Tracteurs et taxis

Envie de ronchonner, en ce lundi de Paques sans circonflexe ? la presse française nous tend bien des perches. A commencer par notre Allègre ex-ministre, pourfendeur de mammouth – il avait bien raison, mais tout seul. Il est parti sur les tracteurs, maintenant. Et d’un autre coté avec un accent circonflexe, M. Copé, grand chef chez les sarkoziens et à l’UMP, nous déclare « les réformes, c’est maintenant ou jamais ».

Réformer avec un tracteur… et des Français qui n’ont pas envie qu’on les réforme : réformez qui vous voulez, mais pas nous ! clament les taxieurs, les avoués, les coiffeurs, les marins-pécheurs (circonflexe), les aiguilleurs du ciel, les cheminots, les…

Et voilà le problème : comme dans le célèbre tango pour adultes

« Dès que j’avance tu recules,

Comment veux-tu comment veux tu etc… »

… dès, donc, que le gouvernement fait mine de vouloir enfin améliorer le service de taxis – largement améliorable, on le voit tous les jours – ça grogne, ça rouscaille, et hop, courageusement, on remballe le projet aussi sec. On passe à autre chose… tiens, une aciérie qui ferme, on va voir ce qu’on va voir ! et ça papillonne de coup médiatique en coup médiatique, de début de réforme en réformette, sans trop de conviction.

Un récent article du Monde, dont je ne saurais trop vous recommander la lecture, pointe très bien du doigt une de nos tares majeures, sinon LA tare qui nous empoisonne la vie , bouffe notre pouvoir d’achat, bref plombe ce pays, en fait un tracteur au fioul archi-taxé et poussif : la concurrence est biaisée, sabotée, étouffée, tuée, la distribution est un noeud de vipères, le commerce est pourri jusqu’à l’os.
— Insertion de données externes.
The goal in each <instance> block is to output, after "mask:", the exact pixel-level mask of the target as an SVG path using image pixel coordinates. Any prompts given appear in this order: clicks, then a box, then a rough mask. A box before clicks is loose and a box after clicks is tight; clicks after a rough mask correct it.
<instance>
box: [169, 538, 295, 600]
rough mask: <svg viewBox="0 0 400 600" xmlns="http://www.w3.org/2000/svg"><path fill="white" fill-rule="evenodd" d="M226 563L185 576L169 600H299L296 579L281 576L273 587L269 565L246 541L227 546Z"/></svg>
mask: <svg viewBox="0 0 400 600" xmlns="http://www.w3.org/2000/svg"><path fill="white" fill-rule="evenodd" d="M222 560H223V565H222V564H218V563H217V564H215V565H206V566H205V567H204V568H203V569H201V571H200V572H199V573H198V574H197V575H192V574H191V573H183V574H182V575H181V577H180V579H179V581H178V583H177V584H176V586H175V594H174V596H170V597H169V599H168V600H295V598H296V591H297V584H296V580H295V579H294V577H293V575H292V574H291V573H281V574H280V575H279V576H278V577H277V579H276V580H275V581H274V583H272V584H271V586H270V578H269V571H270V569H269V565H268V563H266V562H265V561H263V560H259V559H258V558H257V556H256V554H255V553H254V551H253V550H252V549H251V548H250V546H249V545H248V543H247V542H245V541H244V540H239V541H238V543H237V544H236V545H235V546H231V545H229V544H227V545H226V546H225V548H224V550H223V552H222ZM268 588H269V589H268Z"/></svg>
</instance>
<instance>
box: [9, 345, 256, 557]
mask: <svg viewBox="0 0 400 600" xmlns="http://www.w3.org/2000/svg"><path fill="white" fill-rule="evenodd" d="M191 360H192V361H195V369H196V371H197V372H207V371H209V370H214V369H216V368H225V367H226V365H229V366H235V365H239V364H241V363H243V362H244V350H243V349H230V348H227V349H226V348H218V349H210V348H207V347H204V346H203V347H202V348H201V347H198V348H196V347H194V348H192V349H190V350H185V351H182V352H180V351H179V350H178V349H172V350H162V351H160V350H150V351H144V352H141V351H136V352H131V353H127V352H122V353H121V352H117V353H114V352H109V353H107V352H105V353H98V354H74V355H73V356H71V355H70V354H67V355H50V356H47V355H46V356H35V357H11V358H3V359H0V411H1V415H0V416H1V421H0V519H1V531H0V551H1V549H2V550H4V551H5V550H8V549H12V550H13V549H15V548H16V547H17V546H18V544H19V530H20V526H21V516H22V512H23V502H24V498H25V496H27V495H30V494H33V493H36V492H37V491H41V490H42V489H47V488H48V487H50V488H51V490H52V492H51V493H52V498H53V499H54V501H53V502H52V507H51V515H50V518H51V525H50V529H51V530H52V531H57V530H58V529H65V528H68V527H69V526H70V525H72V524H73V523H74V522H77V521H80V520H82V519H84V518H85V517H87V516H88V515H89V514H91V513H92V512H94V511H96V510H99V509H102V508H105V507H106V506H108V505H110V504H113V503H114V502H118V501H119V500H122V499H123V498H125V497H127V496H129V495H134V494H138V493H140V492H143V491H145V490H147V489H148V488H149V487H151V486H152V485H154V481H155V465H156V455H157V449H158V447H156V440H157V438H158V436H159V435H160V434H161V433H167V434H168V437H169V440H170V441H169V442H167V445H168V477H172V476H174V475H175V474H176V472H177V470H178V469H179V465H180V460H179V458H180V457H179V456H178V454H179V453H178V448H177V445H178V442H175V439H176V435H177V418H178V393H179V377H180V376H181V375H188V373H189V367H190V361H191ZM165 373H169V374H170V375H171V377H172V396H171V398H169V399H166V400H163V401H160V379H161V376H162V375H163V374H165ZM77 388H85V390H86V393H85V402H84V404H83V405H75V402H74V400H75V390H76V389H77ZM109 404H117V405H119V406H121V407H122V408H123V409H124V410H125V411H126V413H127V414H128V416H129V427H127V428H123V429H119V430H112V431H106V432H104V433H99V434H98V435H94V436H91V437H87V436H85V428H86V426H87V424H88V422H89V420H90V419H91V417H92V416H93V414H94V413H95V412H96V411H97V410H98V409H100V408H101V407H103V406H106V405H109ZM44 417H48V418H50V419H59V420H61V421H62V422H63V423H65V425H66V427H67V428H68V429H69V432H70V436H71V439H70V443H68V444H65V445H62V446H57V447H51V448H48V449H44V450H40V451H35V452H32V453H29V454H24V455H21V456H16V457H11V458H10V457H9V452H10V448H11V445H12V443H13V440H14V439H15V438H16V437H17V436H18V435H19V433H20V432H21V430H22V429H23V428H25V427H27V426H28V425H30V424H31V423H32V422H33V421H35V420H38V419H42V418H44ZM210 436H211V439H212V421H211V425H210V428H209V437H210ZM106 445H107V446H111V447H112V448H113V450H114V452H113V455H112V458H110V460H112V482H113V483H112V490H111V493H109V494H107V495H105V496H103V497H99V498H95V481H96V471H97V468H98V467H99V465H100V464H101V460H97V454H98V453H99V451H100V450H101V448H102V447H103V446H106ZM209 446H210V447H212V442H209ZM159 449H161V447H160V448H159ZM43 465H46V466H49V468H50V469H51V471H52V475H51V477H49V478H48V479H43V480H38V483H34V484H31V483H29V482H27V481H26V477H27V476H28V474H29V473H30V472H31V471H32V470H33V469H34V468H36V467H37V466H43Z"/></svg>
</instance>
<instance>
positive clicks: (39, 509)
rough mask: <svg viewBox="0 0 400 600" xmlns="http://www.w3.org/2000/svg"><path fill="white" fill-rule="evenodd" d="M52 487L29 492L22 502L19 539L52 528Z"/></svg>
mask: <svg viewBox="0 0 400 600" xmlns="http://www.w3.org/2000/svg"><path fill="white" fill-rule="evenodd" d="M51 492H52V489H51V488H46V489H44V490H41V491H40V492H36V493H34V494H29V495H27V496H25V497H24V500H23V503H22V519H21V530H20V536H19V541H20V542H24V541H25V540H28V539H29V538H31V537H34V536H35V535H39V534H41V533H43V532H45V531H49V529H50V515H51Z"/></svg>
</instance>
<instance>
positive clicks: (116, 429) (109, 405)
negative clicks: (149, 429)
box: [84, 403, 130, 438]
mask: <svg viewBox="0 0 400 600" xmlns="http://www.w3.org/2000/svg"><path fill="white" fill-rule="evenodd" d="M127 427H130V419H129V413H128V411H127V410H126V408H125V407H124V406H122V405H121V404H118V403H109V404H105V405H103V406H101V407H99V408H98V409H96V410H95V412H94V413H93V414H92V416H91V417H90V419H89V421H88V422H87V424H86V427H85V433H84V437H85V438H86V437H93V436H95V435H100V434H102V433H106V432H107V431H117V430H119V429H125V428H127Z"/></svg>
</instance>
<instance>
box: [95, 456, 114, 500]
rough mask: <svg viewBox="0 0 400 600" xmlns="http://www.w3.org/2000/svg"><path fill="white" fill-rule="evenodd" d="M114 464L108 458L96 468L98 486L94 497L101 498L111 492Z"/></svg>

Entre les marges arrière, la loi Galland, les ententes entre producteurs, entre distributeurs, entre intermédiaires, les marges tout court et bien épaisses que se taillent justement ces intermédiaires… le consommateur trinque et se fait biaiser.

Et ce qui est sinistre, c’est que nous sommes tous des consommateurs ! L’hotelier (circonflexe, merci) qui facture tranquillement 8-9 euros une vague tasse de café au lait, un croissant décongelé, 10 grammes de beurre en micro-pain, autant de confiture en micro-pot, un bout de baguette décongelée itou, va aller ensuite se faire aligner – bien fait, en somme ! – chez Patissier, ou chez Barty, chez Goal, qui vont lui fourguer de l’électro-ménager dont les prix sont les memes (circonflexe) au centime près… ou dont aucune référence ne correspond à celles de leurs concurrents, la Grandt 47-B72CF876-CZ ne se trouvant malheureusement que chez Goal, tandis que chez Barty c’est la 47-B72CF876-BZ, nuance !

Lesquels marchands de machines à laver vont acheter 30 euros le kilo chez leur poissonnier du dos de cabillaud qui a permis à un mareyeur de se sucrer de 10 euros au passage.

Le mareyeur se fait heureusement éponger ses marges par son opérateur télécom, qui lui facture des prestations largement au dessus du prix normal, car avec ses potes – ils se rencontrent souvent, c’est un petit monde – ils se sont mis d’accord sur les tarifs.

Et ainsi de suite, en passant par tout ce qui vient des USA, dont les prix devraient logiquement baisser mais ne baissent pas. Donc, comme disait Coluche, voilà un chantier de réformes qu’il est beau ! beau mais difficile.